Kidder explained that automated collection is becoming more common across the country as local governments try to save money.

“You’re not being picked on,” Kidder told the roughly 110 people who attended the meeting. “It’s a nationwide thing.”

One goal of automated collection, Kidder said, is to reduce the amount of trash placed in landfills by increasing the amount that is recycled. Another is to extend the careers of trash collection workers, who are prone to injuries caused by repeatedly lifting heavy trash cans and bags, he added.

Most residents will receive a 95-gallon blue bin for trash and a 65-gallon green one for recycling. However, senior citizens, as determined by those who take advantage of the state homestead tax reduction, will automatically receive a 65-gallon blue trash bin. Other residents can request the 65-gallon trash bin as well. A 32-gallon trash bin is also available upon request. Those requests can be made by calling Republic at 1-800-433-1309.

Republic Services is paying for the bins, which will remain the company’s property. Kidder said Republic will allow a resident to switch to a different size bin once, if they want.

The date on which trash is collected will not immediately change. But, Kidder said ,the plan is for Republic to begin collecting on the same day throughout Fairview Park around the end of 2012.

Yard waste will be collected separately on a weekly basis from April through November.
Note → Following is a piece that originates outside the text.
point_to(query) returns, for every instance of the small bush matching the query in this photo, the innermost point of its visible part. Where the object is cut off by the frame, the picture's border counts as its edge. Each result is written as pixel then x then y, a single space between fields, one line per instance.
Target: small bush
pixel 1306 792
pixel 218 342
Large items, such as furniture and appliances, will be collected on the week of the third Monday of the month, Kidder said.
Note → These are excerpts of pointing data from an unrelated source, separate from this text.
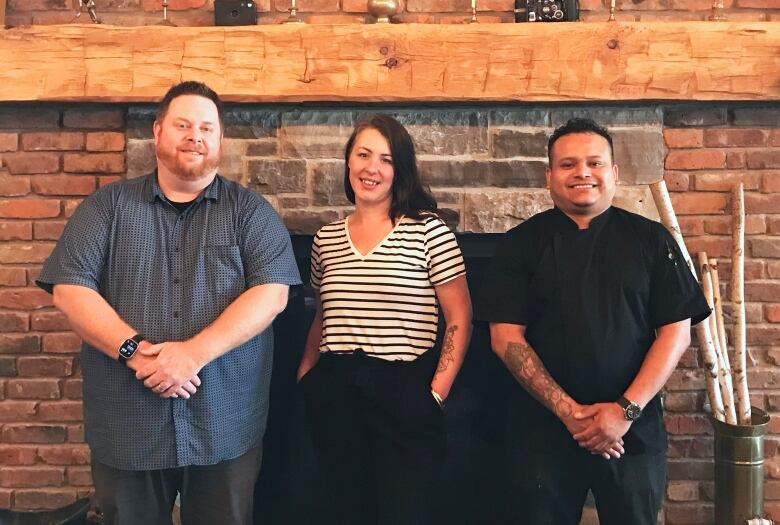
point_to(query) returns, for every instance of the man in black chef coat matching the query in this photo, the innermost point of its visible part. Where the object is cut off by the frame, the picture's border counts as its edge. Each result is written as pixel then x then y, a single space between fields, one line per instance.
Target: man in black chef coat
pixel 590 309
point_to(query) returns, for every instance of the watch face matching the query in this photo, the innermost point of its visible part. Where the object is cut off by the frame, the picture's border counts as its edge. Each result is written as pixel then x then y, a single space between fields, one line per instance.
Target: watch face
pixel 633 412
pixel 128 348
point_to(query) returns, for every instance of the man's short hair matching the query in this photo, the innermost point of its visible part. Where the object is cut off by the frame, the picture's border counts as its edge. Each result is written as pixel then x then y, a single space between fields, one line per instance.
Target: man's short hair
pixel 190 87
pixel 579 125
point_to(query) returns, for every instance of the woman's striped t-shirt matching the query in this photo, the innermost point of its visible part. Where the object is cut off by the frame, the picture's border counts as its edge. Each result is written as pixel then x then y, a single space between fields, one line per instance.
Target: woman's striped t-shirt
pixel 383 302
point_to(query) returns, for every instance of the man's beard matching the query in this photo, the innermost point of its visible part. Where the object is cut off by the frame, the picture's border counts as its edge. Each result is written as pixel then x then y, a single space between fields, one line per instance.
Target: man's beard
pixel 183 170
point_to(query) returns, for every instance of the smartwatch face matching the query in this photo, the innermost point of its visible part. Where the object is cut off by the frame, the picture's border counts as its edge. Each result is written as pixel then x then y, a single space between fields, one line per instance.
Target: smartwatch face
pixel 128 348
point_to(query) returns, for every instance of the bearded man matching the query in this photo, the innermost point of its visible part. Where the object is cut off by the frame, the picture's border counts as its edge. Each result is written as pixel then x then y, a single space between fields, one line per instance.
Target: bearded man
pixel 172 280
Residents’ questions covered a variety of topics, from whether heavy snowfall would affect collection to whether animals were able to get into the bins.

“A raccoon has not figured these out yet,” Kidder said of the bins. A resident had asked whether Republic would supply locks to keep the nocturnal mammals out.
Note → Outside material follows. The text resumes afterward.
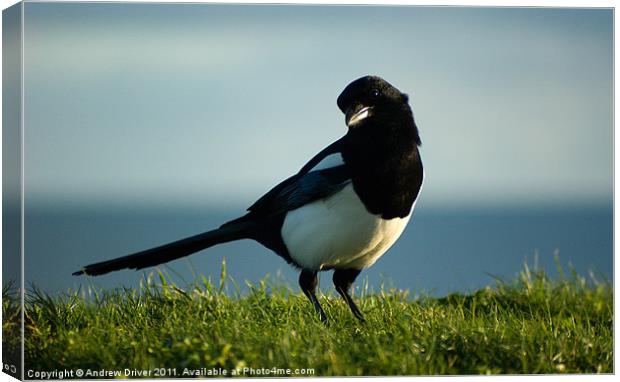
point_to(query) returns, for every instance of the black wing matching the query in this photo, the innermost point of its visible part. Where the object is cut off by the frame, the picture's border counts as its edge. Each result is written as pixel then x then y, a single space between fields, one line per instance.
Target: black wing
pixel 304 187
As for snowstorms, Kidder said drivers could, if necessary, reposition a bin if displaced by a snowplow. Bins must be placed within three feet of the curb to be accessed by the collection truck, he said.

Residents West Life spoke with seemed largely open-minded to the new process.

“We’ll learn to adapt to it,” said Dave Clash.

Roberta Jefferies, an avid recycler, said she thinks the new way will be better. “I’ve been looking forward to it,” she said.

David Zock was receptive, although he has some concerns about the collection of yard waste in the summer.

“I don’t see a problem with it,” he told West Life. “I guess we’ll just have to get used to it.”

Residents will have other chances to ask questions at two more public meetings – the first at 6:30 p.m. May 15 at City Hall, 20777 Lorain Road, and the second at 11:30 a.m. May 17 at the senior center, just behind City Hall.